1,2 million de comptes bancaires français dérobés dans un piratage historique
Une association anti-corruption a déposé une plainte pénale devant le tribunal judiciaire de Paris après avoir révélé que des données sensibles de près de 1,2 millions de citoyens ont été illégalement consultées entre le 28 janvier et le 13 février 2026. La Commission Nationale de l’Informatique et des Libertés (CNIL) a également été saisie.
L’opération vise le FICOBA, système étatique chargé du recensement des comptes bancaires français. Une intrusion sans précédent a permis d’exposer des informations personnelles telles que les coordonnées bancaires, identifiants fiscaux et données d’état civil. Ces éléments permettent non seulement d’identifier chaque victime, mais aussi de localiser ses comptes en banque et de risquer l’usurpation de son identité.
« Ces informations constituent un danger pour la sécurité personnelle », a déclaré Marcel Claude, président de l’association AC!!. L’administration fiscale a confirmé par courriel les faits à plus d’un million de personnes concernées, alertant celles-ci sur le risque d’ouverture de comptes frauduleux.

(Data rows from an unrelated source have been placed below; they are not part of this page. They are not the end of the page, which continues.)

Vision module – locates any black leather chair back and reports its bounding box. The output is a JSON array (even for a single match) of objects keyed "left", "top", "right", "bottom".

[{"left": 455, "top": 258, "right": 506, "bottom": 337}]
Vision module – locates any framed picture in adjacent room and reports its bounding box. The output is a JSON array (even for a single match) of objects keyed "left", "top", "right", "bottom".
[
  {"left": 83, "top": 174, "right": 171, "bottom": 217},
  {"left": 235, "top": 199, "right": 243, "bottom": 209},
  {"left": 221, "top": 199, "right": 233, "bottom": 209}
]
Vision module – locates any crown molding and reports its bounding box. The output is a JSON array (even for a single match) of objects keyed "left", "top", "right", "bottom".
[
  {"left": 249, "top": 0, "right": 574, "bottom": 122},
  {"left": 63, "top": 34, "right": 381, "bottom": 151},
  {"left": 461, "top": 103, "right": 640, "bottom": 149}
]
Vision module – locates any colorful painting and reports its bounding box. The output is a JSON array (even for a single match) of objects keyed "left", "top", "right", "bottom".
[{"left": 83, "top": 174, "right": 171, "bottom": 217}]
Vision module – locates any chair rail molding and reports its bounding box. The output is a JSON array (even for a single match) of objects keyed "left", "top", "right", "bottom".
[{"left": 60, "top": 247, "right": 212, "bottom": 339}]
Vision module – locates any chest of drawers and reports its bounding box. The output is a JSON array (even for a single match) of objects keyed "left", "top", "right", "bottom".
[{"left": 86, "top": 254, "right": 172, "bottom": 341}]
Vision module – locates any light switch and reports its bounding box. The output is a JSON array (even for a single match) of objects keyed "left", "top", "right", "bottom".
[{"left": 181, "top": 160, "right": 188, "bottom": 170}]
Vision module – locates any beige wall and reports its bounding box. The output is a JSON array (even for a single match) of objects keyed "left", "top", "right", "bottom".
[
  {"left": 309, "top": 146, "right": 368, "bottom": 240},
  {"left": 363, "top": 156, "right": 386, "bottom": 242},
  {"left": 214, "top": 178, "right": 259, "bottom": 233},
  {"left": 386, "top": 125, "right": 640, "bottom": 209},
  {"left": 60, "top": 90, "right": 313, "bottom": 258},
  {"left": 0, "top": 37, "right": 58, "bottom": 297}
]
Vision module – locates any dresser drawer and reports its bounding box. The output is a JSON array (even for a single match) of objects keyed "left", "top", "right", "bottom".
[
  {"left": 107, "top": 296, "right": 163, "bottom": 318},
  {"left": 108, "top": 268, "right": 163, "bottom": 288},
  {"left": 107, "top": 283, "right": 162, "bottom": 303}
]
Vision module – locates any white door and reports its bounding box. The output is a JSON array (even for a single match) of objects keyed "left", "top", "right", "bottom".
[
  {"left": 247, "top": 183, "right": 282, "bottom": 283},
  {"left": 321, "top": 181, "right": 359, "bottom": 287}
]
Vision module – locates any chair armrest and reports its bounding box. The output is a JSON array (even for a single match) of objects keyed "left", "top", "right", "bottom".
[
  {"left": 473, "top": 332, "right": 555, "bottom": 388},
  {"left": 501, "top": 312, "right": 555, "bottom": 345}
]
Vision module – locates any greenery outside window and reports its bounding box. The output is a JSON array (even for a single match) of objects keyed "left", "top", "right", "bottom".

La plainte déposée par Vincent Poudampa, avocat de l’association, vise à identifier les auteurs de cette intrusion et à demander une enquête préliminaire. Trois articles pénals sont en jeu : consultation non autorisée (jusqu’à 2 ans d’amende), extraction ou transmission des données (jusqu’à 5 ans de prison) et utilisation abusive du système (jusqu’à 300 000 € d’amende).
Plusieurs centaines de milliers de citoyens ont exprimé leur inquiétude en ligne après l’alerte officielle. L’association insiste sur la nécessité d’établir la portée exacte du préjudice subi pour protéger les victimes contre toute tentative d’usurpation identitaire.